Agricultural experts: Get active to protect and produce America's food
WILLMAR -- "Don't let what happened to us happen to you." The words of a German farmer could well be a foretelling of the demise of American animal agriculture and of food safety and security in this country.
Those words were spoken more than 10 years ago but should be taken seriously , according to Chad Gregory, senior vice president of the United Egg Producers, who spoke Friday at the 2010 Strategic Animal Ag Conference in Willmar.
"Just look at Europe," Gregory said. "They are literally getting to the point where they can't feed themselves."
Ten years ago, Europe exported more beef than anyone in the world. Germany's egg industry was a shining star, with the latest technology.

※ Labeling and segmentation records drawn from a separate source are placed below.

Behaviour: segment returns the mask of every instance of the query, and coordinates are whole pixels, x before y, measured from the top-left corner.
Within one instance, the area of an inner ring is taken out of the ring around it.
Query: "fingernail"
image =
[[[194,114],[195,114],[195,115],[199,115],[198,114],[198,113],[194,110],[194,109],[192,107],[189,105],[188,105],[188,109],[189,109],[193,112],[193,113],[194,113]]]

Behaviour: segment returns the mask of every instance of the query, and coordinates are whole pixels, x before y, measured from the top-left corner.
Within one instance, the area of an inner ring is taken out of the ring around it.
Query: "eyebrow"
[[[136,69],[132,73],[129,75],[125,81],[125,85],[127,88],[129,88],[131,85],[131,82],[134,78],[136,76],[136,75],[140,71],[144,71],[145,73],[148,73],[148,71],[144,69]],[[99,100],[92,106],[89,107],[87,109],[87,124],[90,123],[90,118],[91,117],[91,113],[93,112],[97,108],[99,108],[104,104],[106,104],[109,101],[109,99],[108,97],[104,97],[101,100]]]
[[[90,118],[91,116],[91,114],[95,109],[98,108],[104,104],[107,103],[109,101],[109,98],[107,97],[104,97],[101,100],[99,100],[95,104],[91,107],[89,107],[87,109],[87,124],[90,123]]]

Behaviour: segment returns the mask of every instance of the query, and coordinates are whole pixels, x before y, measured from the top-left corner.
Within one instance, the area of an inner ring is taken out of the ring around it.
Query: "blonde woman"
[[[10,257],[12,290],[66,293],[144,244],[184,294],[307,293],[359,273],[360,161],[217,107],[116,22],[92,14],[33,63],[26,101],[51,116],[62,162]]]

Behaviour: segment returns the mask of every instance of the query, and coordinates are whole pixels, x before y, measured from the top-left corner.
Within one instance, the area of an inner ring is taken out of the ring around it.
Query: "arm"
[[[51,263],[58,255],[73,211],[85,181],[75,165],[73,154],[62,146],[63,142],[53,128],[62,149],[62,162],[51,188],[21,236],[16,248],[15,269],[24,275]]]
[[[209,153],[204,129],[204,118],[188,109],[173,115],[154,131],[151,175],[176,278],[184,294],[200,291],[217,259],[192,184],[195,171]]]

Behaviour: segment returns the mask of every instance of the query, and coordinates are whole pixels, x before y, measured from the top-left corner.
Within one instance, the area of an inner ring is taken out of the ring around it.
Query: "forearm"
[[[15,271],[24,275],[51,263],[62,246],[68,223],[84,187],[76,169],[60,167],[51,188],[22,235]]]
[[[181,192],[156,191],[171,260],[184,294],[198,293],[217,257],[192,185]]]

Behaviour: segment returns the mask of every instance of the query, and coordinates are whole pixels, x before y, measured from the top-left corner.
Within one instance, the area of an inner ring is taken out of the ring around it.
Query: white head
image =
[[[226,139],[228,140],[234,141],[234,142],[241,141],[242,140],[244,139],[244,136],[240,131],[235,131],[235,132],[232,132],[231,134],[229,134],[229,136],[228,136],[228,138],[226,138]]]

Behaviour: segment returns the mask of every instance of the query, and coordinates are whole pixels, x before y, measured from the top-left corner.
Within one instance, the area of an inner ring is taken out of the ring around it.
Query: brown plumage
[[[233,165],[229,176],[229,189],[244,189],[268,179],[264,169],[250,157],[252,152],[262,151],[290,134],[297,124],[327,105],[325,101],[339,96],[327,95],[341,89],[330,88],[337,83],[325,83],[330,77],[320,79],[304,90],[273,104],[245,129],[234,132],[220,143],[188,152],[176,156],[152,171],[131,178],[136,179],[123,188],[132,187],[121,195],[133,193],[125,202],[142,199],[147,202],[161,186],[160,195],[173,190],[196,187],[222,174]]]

Now due to restrictions brought about by activists, Gregory says, Europe is the largest importer of beef and 65 percent of the eggs German citizens eat are imported.
Gregory and the UEP stand at the forefront of the battle, between farmers using modern production practices to produce 95 percent of the country's egg supply and animal rights activists like the Humane Society of the United States, who Gregory says just want to make money off animal welfare issues.
The HSUS is the force behind the California ban on keeping laying hens in cages and gestating sows in crates and behind efforts in many states to change or eliminate modern animal agriculture and U.S.-based food production, Gregory said.
Those efforts have enormous ramifications for all of agriculture and for consumers of food. "If you want your food produced in the U.S., you better get active," Gregory said.
No state has enacted legislation to ban housing laying hens in cages, whoever HSUS has won ballot initiatives in Florida, Arizona and California, due to uninformed voters. "Voters are uninformed, they don't know where their food comes from," he said. "They had no clue what they were voting on," he said.
California is the nation's fifth-largest egg producer, and the cage ban will put it out of the egg business by 2015, Gregory said. Folks there are still buying and consuming eggs, more now with the bad economy.
Dr. John Deen, associate professor at the College of Veterinary Medicine at the University of Minnesota, works with veterinarians and producers on animal welfare and serves on welfare committees on the National Pork Board and the American Association of Swine Veterinarians.
"Very few things are as complex and culturally involved as the food we chose to eat," Deen said.
Americans spend just 7.2 percent of their disposable income on food, compared with 10 percent spent in the United Kingdom and Canada and 24 percent in Mexico. But those same people expect food safety, which can be measured, and appropriate animal welfare, which is quite subjective and is negotiated.
Livestock producers must take action to increase public awareness of how meat animals are produced. The first step, Deen says, is showing up at the meeting and spending time talking to consumers. The impact of fairs, farm tours and interpretive centers on the consuming public, who usually have no connect to agriculture other than their daily food, is significant.
"The Miracle of Birth Center (at the Minnesota State Fair) does more good than a lot of farm folks realize," Deen said. Fair attendees can watch farm animals give birth at the center, where veterinarians and volunteers tend to the births, answer questions and provide information.
Farmers must also highlight that they and their employees are caregivers to animals. "There is allegiance to those who work on the farm," he said.
And, they have to admit that there are failures within their industry, such as those highlighted by published videos of animal abuse and neglect. "When we see those things on video, we have to be as upset as the others," he said, adding that producers must validate citizen concern about those images and offer expertise on how to remedy those situations.